Statutory (Qualified) Stock Options
Background
Stock options granted as incentive stock options (ISOs) or under employee stock purchase plans (ESPPs) enable corporations to attract and retain employees and encourage employees to take an interest in the welfare of their companies and participate financially in their growth. The flexibility that corporations have traditionally enjoyed in making these options (also known as "statutory" or "qualified" stock options) available came under assault during the 107th and 108th Congresses, both legislatively and by proposed regulation.
During the 107th Congress, the Levin-McCain Bill (S. 1940) and its companion, the Stark Bill (H.R. 4075), both entitled Ending the Double Standard for Stock Options Act, proposed modifications in the treatment of stock options under the Internal Revenue Code that would force corporations to expense the options when issued—using questionable methodology that would yield speculative valuations—or forgo tax benefits. Similar attacks continued during the 108th Congress and are anticipated in the 109th Congress as well.

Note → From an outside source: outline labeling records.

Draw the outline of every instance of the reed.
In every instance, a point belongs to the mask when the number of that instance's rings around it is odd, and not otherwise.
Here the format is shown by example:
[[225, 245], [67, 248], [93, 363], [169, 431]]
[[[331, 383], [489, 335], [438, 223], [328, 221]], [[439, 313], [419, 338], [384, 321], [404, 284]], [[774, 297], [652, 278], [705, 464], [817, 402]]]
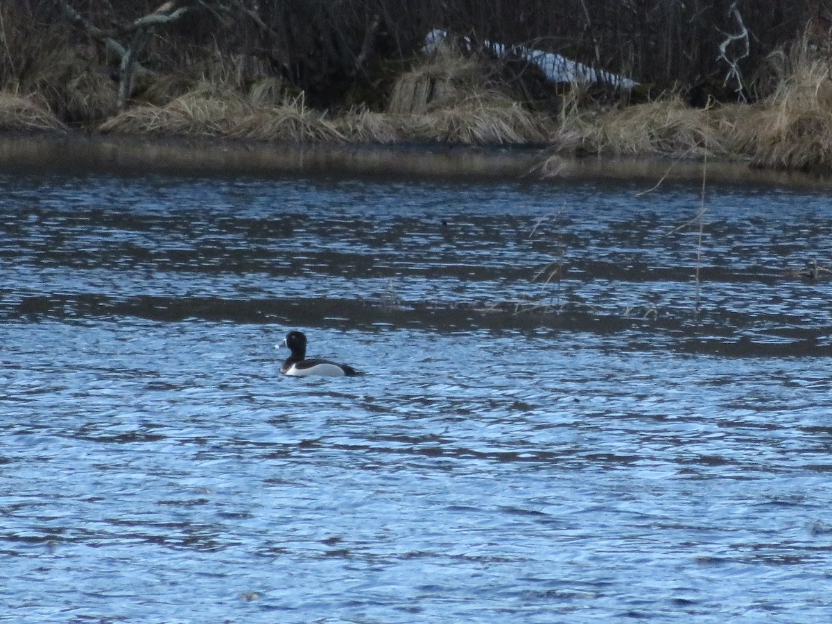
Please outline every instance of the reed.
[[466, 145], [547, 141], [551, 120], [523, 106], [498, 67], [444, 46], [396, 81], [388, 112], [399, 116], [403, 137]]
[[734, 151], [762, 167], [832, 169], [832, 46], [805, 36], [770, 61], [774, 92], [732, 106]]
[[678, 96], [607, 111], [576, 111], [562, 119], [554, 142], [563, 151], [599, 156], [727, 154], [714, 111], [692, 108]]
[[0, 92], [0, 130], [66, 130], [37, 97]]

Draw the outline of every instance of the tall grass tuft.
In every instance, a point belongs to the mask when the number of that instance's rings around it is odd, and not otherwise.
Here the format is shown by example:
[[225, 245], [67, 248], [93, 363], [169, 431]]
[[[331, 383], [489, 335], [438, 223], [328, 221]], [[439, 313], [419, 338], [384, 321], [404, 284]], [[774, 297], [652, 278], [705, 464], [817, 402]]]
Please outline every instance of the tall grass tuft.
[[232, 87], [204, 81], [164, 106], [127, 109], [101, 130], [290, 142], [343, 140], [333, 122], [305, 106], [302, 96], [279, 106], [255, 106]]
[[35, 98], [0, 92], [0, 130], [66, 130], [66, 126]]
[[562, 120], [561, 150], [605, 156], [722, 156], [726, 141], [711, 111], [691, 108], [672, 96], [656, 102]]
[[776, 87], [734, 106], [734, 149], [763, 167], [832, 169], [832, 44], [804, 37], [770, 57]]
[[488, 61], [443, 47], [402, 75], [388, 112], [404, 139], [467, 145], [545, 141], [554, 126], [525, 108]]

Meanwhile, the Treasury Department leveled a regulatory attack against stock options. It proposed regulations that would impose new Federal Insurance Contributions Act and Federal Unemploy-ment Tax Act (FUTA) payroll taxes on the exercise of ISO and ESPP stock options, breaking with more than 30 years of interpretation that exempted these options from payroll taxes. The U.S. Chamber fended off efforts to impose mandatory stock option expensing. It was also successful in obtaining an indefinite moratorium on the effective date of proposed regulations that would impose payroll taxes on the exercise of statutory stock options, and later in working to enact legislation—the American Jobs Creation Act of 2004 (Public Law 108-357)—that preempts regulations of this kind.
U.S. Chamber Position
The Chamber is committed to preventing the mandatory expensing of stock options that would use faulty valuation.